Andy Macaulay, one of Canada’s most respected and accomplished agency builders, is joining Toronto-based agency The Garden as its chief growth officer.
Macaulay has been working on his own consulting business Metapurpose since leaving Rethink, where he was managing director in Toronto from 2014 to 2018. Before that, he was well-known in Canadian adland for helping build Roche Macaulay and Partners in the 1990s, followed by Zig in the early 2000s (that agency evolved into Crispin Porter + Bogusky’s Canadian presence).
He started consulting with the seven-year-old agency a little more than two years ago, and liked what he saw enough that he agreed to join The Garden*. “I think they’ve got a great thing going,” he said. (Macaulay will also keep Metapurpose going though he won’t be working with any competitive businesses.)
The Garden is an independent agency with a record of good strategy and creative, the potential to grow, and a leadership team he really connected with and respected.
“When you’ve seen as much as I have, one of the things that attracts you is people who know what they’re doing, but do it in a lovely way; do it in a way that’s respectful to their clients, to their people, and to each other,” he said. “It has a wonderful feeling to the culture that is reminiscent of cultures I’ve been part of helping build in the past.”
With Macaulay joining, The Garden now has a four-person senior leadership team of co-founders Shane Ogilvie and Shari Walczak, along with managing director Dic Dickerson.
Ogilvie said that during the early part of his career, Macaulay was known around the industry for leading agencies producing some of the best work and hiring some of the best people.
“He created so much impact, that a couple of years ago, I was floored he was willing to give us a hand,” said Ogilvie. And once Macaulay started working with them, Ogilvie quickly saw how he was helping the agency in meaningful and important ways.
“One of the things I’ve learned since launching this agency [in 2015] is the most dangerous things are the things you don’t know that you don’t know,” he said. “Andy was there to bring his years of experience, help point out those things, and help us understand and see them before they became problems.”
While someone with the title chief growth officer might be associated with new business, that will not be the primary focus for Macaulay, who joins the agency as the industry continues to be reshaped by the transformative forces of new technologies and growing interest in data-driven performance marketing.
Both Ogilvie and Macaulay say those new and emerging demands and expectations from marketers is why the management and agency building experience of Macaulay can benefit The Garden. “As the agency scales… our ability to invest in those sorts of things will only increase, so how do we do that in the smartest way possible, in a way that’s going to add value for our clients,” said Macaulay.
Growth can mean expanding the capabilities and expertise of the agency to drive organic growth with existing clients. “That’s the first and most important way to grow for sure,” said Macaulay.

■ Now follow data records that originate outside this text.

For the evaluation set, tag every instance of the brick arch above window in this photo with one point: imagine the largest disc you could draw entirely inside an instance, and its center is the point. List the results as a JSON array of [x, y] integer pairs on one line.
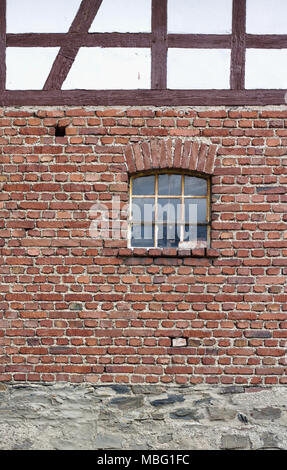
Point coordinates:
[[181, 154]]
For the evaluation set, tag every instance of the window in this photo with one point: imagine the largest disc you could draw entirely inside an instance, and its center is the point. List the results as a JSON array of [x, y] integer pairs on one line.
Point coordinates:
[[169, 210]]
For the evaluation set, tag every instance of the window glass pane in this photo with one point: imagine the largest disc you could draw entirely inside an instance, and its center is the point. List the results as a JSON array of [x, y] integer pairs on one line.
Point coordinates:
[[143, 209], [40, 16], [143, 186], [266, 16], [169, 210], [195, 211], [204, 16], [124, 16], [169, 185], [195, 186], [193, 233], [198, 68], [142, 235], [110, 68], [29, 67], [168, 236], [266, 68]]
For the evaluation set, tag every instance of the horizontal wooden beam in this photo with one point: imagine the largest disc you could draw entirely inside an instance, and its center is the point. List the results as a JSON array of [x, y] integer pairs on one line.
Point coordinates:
[[79, 40], [205, 41], [268, 41], [143, 97]]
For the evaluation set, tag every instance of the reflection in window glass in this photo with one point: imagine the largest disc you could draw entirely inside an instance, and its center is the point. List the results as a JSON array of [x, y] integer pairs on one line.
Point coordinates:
[[266, 16], [168, 210], [198, 68], [168, 236], [144, 185], [41, 16], [169, 185], [180, 220], [94, 68], [29, 67], [124, 16], [205, 16]]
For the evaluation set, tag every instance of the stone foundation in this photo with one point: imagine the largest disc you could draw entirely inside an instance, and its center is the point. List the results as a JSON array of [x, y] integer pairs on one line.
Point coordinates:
[[144, 417]]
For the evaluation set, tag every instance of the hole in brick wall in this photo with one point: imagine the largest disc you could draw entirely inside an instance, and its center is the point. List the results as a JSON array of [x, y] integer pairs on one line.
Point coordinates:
[[178, 342], [60, 131]]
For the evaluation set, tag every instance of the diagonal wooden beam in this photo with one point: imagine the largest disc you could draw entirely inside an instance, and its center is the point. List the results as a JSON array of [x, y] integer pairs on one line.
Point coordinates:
[[238, 47], [159, 44], [2, 45], [67, 54]]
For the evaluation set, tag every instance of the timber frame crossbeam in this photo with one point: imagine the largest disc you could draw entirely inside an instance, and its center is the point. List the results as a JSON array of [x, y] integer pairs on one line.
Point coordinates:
[[158, 41]]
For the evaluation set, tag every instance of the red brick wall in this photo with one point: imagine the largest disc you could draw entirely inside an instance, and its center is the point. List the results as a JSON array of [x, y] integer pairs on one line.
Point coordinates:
[[74, 308]]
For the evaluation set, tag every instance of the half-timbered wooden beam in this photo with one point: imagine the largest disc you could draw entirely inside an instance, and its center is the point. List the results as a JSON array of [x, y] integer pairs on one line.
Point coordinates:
[[159, 44], [190, 41], [237, 72], [79, 40], [144, 97], [204, 41], [268, 41], [67, 54], [2, 45]]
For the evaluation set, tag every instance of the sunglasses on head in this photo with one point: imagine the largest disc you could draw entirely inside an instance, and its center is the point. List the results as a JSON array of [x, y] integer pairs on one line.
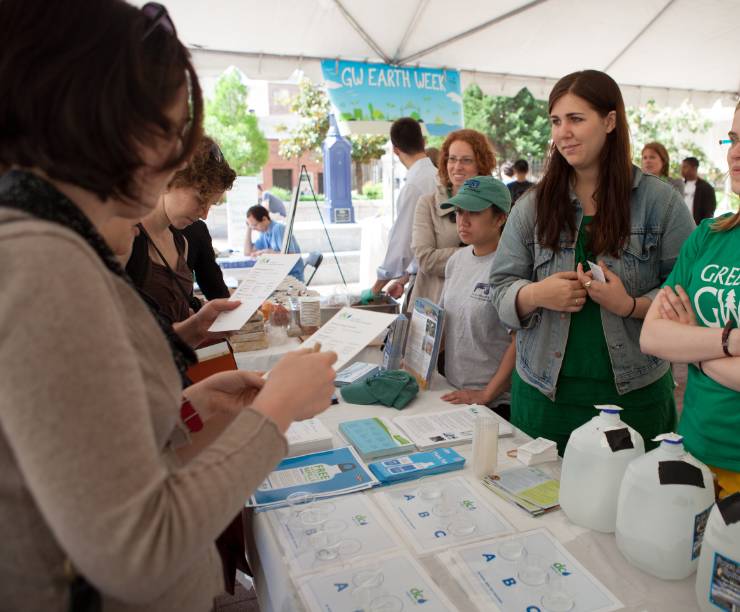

Industry changes should be viewed as opportunities for agencies to “spread their wings,” he said.
Macaulay will work to expand the agency’s in-house production capabilities as it incorporates more data analytics into its strategic offering, for example. “The whole industry has moved from a model of producing really expensive content, fairly infrequently, to producing really inexpensive content all the time,” he said.
“And that has structural implications. It has capability implications, it has revenue implications, and we have to deal with all of those.”
The Garden has already been on a growth spurt since late last year and into early 2022, with expanded mandates from AOR clients Sodastream, Roots, Jack Astor’s and Fitzrovia, and new business wins including TG Appliances, RBC Ventures (Ownr), Rakuten Kobo and Radford Beauty. The agency currently has 25 staff, but is looking to hire across departments.
After 40 years in the business, and at the age of 63, did Macaulay not consider retiring rather than starting with a new agency?
“I’m way too restless intellectually to give up and start playing golf,” he said. “So it becomes a question of where do I want to channel my energy, and I want to channel it in a place that’s populated by great people who are doing smart things.”
*This story has been updated to clarify that Macaulay will continue to do consulting work with Metapurpose.